Repercussão nas redes sociais
A notícia da morte consternou amigos e ex-colegas de redação. Nas redes sociais, a repercussão foi muito grande. Um dos mais emocionados depoimentos foi dado pelo designer Osvaldo Furiatto Jr, que conviveu muitos anos com Camarinha. Seu post é de gratidão e reconhecimento.
“Acabo de perder aquele que foi a pessoa que profissionalmente mais acreditou em mim nessa vida. Dos meus mestres, ele foi o meu grande mestre. Foram anos de aprendizado. Ele me pegou praticamente um artista quase cru e moldou como o profissional que sou hoje. Houve sempre um enorme respeito entre nós, mesmo nos raros momentos de divergência. Ele sabia que eu tinha o ímpeto da juventude, e ao mesmo tempo, eu reconhecia sua gigantesca experiência. Uma verdadeira relação de mestre e discípulo”, escreveu.
“Tchau Cesar Camarinha, meu amigo de décadas. Vá em paz. Obrigada por tudo que me ensinou e pela amizade íntegra e sincera que tanto me fez bem”, despediu-se Janete Trevisani, colunista do Hora Campinas.
“Camarinha, artista de espírito arteiro. Grande figura, excelente colega de trabalho, profissional ímpar. Triste saber da sua partida”, definiu a jornalista Silvana Guaiume.
“Grande Camarinha! Acima de tudo um gentleman”, lembrou o jornalista Luis César de Souza Pinto.
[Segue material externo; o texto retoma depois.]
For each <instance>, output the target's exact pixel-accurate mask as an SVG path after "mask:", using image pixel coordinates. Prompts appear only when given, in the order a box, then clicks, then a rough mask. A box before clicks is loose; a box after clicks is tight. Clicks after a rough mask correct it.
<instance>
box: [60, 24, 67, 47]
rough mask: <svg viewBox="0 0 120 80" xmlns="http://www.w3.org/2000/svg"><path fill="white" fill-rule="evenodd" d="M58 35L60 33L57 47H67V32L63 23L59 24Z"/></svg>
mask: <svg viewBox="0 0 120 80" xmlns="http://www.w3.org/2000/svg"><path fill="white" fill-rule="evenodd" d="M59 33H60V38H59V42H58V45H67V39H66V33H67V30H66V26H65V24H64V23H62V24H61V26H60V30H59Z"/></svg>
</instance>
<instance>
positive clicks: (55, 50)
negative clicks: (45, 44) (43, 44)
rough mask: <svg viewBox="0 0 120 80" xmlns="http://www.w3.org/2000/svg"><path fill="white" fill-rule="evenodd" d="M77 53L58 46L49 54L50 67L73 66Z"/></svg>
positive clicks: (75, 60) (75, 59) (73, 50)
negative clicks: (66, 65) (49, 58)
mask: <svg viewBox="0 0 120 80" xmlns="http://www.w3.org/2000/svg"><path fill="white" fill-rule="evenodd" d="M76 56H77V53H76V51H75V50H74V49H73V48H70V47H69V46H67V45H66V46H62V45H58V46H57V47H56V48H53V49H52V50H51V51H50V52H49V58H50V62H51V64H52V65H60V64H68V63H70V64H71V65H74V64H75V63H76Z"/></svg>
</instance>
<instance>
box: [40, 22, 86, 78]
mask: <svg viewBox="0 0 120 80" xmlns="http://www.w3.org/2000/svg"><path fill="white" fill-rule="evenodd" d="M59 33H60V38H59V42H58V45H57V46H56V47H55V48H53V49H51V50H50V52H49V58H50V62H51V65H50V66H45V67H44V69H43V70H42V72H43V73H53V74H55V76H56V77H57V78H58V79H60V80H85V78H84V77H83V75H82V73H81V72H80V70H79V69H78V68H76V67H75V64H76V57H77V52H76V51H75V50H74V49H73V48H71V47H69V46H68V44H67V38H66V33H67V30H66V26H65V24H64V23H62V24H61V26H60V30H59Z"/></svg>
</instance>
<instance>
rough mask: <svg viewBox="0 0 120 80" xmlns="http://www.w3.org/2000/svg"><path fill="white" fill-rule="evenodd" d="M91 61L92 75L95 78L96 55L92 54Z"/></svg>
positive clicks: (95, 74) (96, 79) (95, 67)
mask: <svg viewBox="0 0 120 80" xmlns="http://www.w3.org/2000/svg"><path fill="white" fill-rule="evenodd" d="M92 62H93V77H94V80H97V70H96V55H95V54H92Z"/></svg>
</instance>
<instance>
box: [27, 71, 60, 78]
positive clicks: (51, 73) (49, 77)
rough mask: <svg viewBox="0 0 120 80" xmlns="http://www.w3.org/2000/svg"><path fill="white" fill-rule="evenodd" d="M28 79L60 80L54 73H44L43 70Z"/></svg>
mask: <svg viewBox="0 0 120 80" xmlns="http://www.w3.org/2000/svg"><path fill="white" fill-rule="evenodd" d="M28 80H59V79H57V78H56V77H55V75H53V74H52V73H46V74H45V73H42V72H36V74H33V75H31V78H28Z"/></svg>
“Além de tudo, era o técnico da equipe voluntariosa de futebol do Correio Popular nos anos 90″, completou o jornalista Dalton Almeida, publicando no post uma foto emblemática de um jogo em Muzambinho (MG), cidade do amigo e jornalista Pedro Aurélio Varoni de Carvalho. A partida terminou 3 a 3, com direito a chuva torrencial. Liderar aquele escrete era motivo de orgulho para Camarinha, apesar, certamente, de alguns lances bisonhos que ele, sempre elegante, à beira do gramado, ignorava.
A despedida
Cesar Camarinha, 77 anos, passou seus últimos dias internado no Centro Médico de Campinas. Ele morreu devido a complicações de uma cirurgia. Seu sepultamento ocorreu no Cemitério do Morumbi, em São Paulo. Neste domingo, dia 5 de setembro, uma missa será realizada em sua homenagem na Igreja Cristo Rei, às 19h, no Chapadão, em Campinas. Ele deixa a mulher Ana Maria, sua companheira das últimas décadas, filhas, irmão, sobrinhos, netos e centenas de amigos que jamais o esquecerão.